As we endure this prolonged heat wave along with others across the country, there is no denying that our planet is in trouble.  The consequences of our culture’s indifference to the natural world and the need for living in balance and harmony is not just a quaint idea.  A shared gratitude for the natural world may seem a bit late now, but the imperative to listen has never been more necessary. Having intentional conversation with the other aspects of our lives beyond the human, making it a priority to preserve and love all living beings, bringing into constant focus the need be in proximity to nature instead of viewing through the window or on the screen. 

In these times, I have been envisioning a practice of gratitude that extends beyond the personal to the broader world, that reminds me of my eternal “debt of gratitude” that Robin Wall kimmerer refers to in her chapter, Allegiance to Gratitude.  A type of gratitude I am naming as a very real and necessary gratitude. How do you perceive the world and what do we learn by listening to the thanksgiving address?  Do we hear an echo ourselves and a deeper knowledge that gratitude should extend beyond humans and the relationships I have with people, all very important but extending to all the creatures that are amongst us and that we depend upon all the time? Western culture had so detached itself from other living beings that it was only in 2012 that an international consortium of scientists signed the Cambridge Declaration of Consciousness, that all animals actually possess and consciousness that should be considered in ethical decisions. How far we had all removed ourselves from nature to justify our taking, our mining, our overconsumption, our polluting.

As she points out in her chapter, “learning the grammar of animacy,” she, as a scientist and professor takes her students into the woods not only to study and learn the Latin names and the scientific processes of botany, she encourages them to hear the language of the woods, that the world is peopled with trees and animals, and that rocks, and mountains and water are animate too.  That to use the language of family for the natural world brings us humans into relationship and conversation with the natural world.  She speaks of the arrogance of English with its grammar structured to make only humans animate and worthy of more or ethical concern. Our fear of and disdain for anthropomorphism is quite foolish.

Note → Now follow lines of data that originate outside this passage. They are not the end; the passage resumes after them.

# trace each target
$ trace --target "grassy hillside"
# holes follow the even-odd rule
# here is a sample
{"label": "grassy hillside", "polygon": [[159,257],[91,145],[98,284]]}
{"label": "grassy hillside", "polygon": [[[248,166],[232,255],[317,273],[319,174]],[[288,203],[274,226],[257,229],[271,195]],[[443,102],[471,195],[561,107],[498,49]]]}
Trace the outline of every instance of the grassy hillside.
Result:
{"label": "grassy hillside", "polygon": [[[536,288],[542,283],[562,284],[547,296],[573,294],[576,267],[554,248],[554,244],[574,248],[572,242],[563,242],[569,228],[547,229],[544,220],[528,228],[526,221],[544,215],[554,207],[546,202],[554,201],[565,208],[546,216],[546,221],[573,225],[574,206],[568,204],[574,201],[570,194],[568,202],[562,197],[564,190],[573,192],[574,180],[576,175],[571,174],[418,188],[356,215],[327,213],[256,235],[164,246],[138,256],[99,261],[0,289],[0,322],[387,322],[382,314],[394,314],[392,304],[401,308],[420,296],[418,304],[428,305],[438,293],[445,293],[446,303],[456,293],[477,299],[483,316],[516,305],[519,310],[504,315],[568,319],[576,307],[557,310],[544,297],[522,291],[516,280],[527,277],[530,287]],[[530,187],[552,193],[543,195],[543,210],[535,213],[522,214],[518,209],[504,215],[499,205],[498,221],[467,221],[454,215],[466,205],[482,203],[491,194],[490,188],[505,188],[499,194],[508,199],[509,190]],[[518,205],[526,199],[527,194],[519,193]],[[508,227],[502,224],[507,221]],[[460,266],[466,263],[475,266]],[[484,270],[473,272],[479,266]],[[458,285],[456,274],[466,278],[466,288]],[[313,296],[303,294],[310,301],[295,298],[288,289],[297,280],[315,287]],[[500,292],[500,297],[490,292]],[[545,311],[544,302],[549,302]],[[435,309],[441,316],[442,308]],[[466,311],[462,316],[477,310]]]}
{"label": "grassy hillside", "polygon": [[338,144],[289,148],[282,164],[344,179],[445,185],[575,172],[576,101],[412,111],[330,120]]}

How do we listen to the plants and other parts of the natural world? And if you’re like me, how do I intentionally remember what I already knew but had forgotten? Listen to the natural world, not in some silly way, but in a profound way. Pay attention to what really is happening in the world around and what is really happening in the ecologies even on the hottest of days. The earth is alive and as a child I knew it. The animals and plants do tell their stories by what they do. Our proximity and attention to nature is not a whim but an imperative, the off shoot of which is our joy of returning. We should know their names, and relate. 

Expressing gratitude does create a shift inside us. And despite all the ways that Kimmerer, a native American herself, could be negative or cynical she remains remarkably optimistic in her view of the world. There is a compelling reason that her book is number one on the bestsellers list in this consumer culture. She challenges her readers to live into their gratitude. She says, “while expressing gratitude seems innocent enough, it is a revolutionary idea, you can’t listen to the Thanksgiving Address without feeling wealthy.”

As the beginning of the Thanksgiving address states: Today we have gathered and when we look upon the faces around us we see that the cycles of life continue. We have been given the duty to live in balance and harmony with each other and all living things” Let us be grateful for “this river of words” we heard this morning.  Let us be grateful for the Haudenosaunee people for wanting us to hear their sacred words and may we honor and respect them by knowing they are a part of their culture and we are here to learn the lessons and create our own rituals. Let us be grateful for this community of beloved congregants who are willing to learn from others, let us imagine teaching our children that expressing gratitude is a high priority, a very real and necessary ritual. Let us be grateful for our open hearts and our open minds. Let us be grateful for this day.